State Rep. Tina Orwall was honored on September 10, World Suicide Prevention Day, at the Forefront launch event among a crowd of about 350 people, for her work on suicide prevention.
In 2012, the Des Moines Democrat sponsored ESHB 2366, known as the Matt Adler Suicide, Treatment and Management Act, named after a 40-year-old Seattle attorney, husband and father of two, who in 2011 took his own life in the midst of a battle with severe depression and anxiety. His widow, University of Washington social work professor Jennifer Stuber, who believes early detection and competent care in the treatment of suicidal thoughts could have saved his life, worked closely with Orwall to craft the legislation.
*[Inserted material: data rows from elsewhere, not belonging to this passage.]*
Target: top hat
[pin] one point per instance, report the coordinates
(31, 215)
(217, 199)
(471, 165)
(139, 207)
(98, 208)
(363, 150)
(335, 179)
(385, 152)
“I am honored and humbled by this recognition, and am certain that the work of Forefront will be critical to move forward our suicide prevention legislation and education efforts,” said Orwall when she was presented with Forefront’s inaugural public service award, aptly named after the lawmaker. “Forefront will ensure that best practices approaches are used to identify and treat individuals who suffer from mental illness and suicide ideation because we know that early intervention saves lives.”
The law–first of its kind in the nation–requires mental health professionals, social workers and occupational therapists to receive six hours of training every six years as part of their continuing education requirement.
To ensure that these important policies deliver on their potential to save lives, Jennifer Stuber and Sue Eastgard, a suicide prevention advocate and trainer, founded Forefront, an organization committed to developing and disseminating innovative, evidence-based approaches to suicide prevention.
Forefront, established at the University of Washington, brings together suicide prevention experts, clinicians, students and loss survivors to advance big-picture changes in public policy, training, and communication about mental health and suicide prevention.
In the 2013 legislative session Forefront helped advocate for the passage of another Orwall bill that improves the capacity of schools to identify and intervene with students who are struggling with emotional issues and suicidal thoughts. The organization will help train school counselors and work with administrators to develop school crisis plans that include responding to suicidal behavior.